Second, a concern to help boys to improve their reading and writing competence in areas where they lag behind girls, must not make us neglect ‘the continuing needs of girls’ (Baxter, 2001, p. 3). The observations of Swann and Graddoll and others who have carried out studies on classroom interaction should still inform our practice. Elaine Millard (2001), Eve Bearne (2002) and Judith Baxter (2001) are all concerned that we should not approach gender issues in a competitive way but regard them as different aspects of ‘the same social and educational questions’. We are coming to realise that just as the principle of ‘inclusion’ requires schools to stress similarities and the ability of all pupils to participate fully within the curriculum so we must nevertheless understand the implications of the principle of ‘differentiation’ – that we need to respond to the individual differences and the differing needs of particular pupils. Very generally, girls and boys may have different needs when it comes to developing their literacy. Therefore, just as the entry on ‘Boys’ literacy’ concentrates on boys’ needs, the present entry looks particularly at what we need to bear in mind when promoting the literacy of girls.
Supporting girls’ literacy
Some girls need active encouragement to contribute confidently to discussion
Spoken and written language work together in children’s language learning; discussion, as well as contributing to learning, often precedes writing. So in the interests of developing both girls’ speaking abilities and their competence in related kinds of literacy we must make sure that silent girls are encouraged to speak out. One strategy is sometimes to have an all female group for discussion. When groups are mixed the teacher can help by appointing girls as ‘chair’ or ‘spokesperson’ to move them away from being ‘scribes’ and ‘helpers’. Girls also seem to appreciate time to prepare a contribution before the discussion group comes together. Some teachers find it helpful to ask a colleague to observe them teaching with some specific questions in mind. For example, we might ask whether the colleague thinks we have a fair way of appointing roles and responsibilities or how sensitively we select children to contribute.

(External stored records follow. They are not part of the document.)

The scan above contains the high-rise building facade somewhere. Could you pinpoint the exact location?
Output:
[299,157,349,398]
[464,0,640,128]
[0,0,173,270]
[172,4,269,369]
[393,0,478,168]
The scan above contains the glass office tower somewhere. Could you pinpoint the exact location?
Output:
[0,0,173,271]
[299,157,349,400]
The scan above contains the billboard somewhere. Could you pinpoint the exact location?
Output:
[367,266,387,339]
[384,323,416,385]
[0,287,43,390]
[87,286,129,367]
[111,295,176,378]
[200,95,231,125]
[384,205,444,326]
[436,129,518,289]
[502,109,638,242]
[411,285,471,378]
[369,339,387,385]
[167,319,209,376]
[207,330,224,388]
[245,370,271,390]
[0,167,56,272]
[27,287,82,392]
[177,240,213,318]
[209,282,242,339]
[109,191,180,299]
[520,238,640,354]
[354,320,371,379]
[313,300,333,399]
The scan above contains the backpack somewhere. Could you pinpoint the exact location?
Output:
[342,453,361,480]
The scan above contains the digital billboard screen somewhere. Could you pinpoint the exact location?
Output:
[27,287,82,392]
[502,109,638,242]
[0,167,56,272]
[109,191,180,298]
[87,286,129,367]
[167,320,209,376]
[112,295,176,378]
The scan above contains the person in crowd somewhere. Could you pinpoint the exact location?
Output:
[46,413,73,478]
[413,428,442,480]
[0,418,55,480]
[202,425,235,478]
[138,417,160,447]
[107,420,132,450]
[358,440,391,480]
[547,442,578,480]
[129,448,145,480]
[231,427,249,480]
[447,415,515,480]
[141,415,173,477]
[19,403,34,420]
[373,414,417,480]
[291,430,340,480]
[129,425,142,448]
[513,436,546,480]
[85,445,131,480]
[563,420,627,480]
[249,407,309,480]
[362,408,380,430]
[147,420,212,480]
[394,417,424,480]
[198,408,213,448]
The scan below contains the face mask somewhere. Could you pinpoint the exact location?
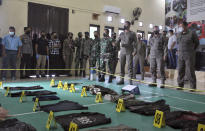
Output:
[178,27,184,32]
[9,32,15,36]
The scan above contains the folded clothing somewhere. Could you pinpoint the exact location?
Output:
[83,85,118,96]
[166,111,205,131]
[127,100,170,116]
[88,125,139,131]
[8,90,57,97]
[55,112,111,131]
[40,100,88,112]
[4,86,43,91]
[0,119,36,131]
[33,96,60,101]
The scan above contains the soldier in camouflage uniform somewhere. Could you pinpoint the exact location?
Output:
[74,32,83,76]
[148,26,167,88]
[90,31,100,78]
[80,32,93,77]
[99,29,112,82]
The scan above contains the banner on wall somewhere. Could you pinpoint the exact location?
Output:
[187,0,205,22]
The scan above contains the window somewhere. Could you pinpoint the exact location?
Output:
[90,25,100,39]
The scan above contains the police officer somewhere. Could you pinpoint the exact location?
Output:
[177,22,199,89]
[117,21,137,85]
[63,32,75,76]
[149,26,167,88]
[90,31,100,78]
[75,32,83,77]
[99,29,112,83]
[133,34,146,80]
[80,32,92,77]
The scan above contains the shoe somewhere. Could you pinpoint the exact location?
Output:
[108,76,112,83]
[117,79,124,85]
[99,75,105,82]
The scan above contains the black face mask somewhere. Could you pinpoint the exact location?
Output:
[124,25,129,30]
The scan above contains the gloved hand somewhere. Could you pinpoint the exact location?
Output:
[36,54,39,59]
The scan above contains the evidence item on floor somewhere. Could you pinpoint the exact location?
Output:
[55,112,111,131]
[166,111,205,131]
[33,95,60,101]
[8,90,57,97]
[4,86,43,91]
[88,124,139,131]
[40,100,88,112]
[0,119,36,131]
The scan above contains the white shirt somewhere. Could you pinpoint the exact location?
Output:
[168,35,177,49]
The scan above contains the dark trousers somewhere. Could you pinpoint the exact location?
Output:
[20,54,32,77]
[168,49,177,69]
[49,55,62,76]
[1,50,17,78]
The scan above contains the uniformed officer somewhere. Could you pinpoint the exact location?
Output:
[80,32,92,77]
[99,29,112,83]
[149,26,167,88]
[75,32,83,76]
[177,22,199,89]
[90,31,100,78]
[117,21,137,85]
[133,34,146,80]
[63,32,75,76]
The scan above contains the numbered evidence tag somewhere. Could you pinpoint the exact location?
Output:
[69,122,78,131]
[153,110,165,128]
[4,87,10,96]
[19,91,26,103]
[46,111,57,130]
[33,98,40,112]
[81,87,87,97]
[197,124,205,131]
[116,99,125,112]
[95,92,103,103]
[69,84,75,93]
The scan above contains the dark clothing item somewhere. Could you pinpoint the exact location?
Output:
[4,86,43,91]
[1,50,18,78]
[55,112,111,131]
[40,100,88,112]
[0,119,36,131]
[20,54,32,77]
[33,96,60,101]
[166,111,205,131]
[8,90,57,97]
[125,100,170,116]
[88,125,139,131]
[37,37,48,55]
[86,85,118,96]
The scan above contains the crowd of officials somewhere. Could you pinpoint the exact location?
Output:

Girls may need support in using the computer and multimedia tools and texts
Girls’ relative lack of interest in multimedia texts and activities risks them being disadvantaged in a technological world where familiarity and competence with these tools is becoming essential. So teachers need to actively encourage them. Reluctant girls need to be shown how ICT can be used to achieve their purposes in the classroom. It may be that some girls can be enticed into ICT by powerful multimedia narratives which tell a story through moving images.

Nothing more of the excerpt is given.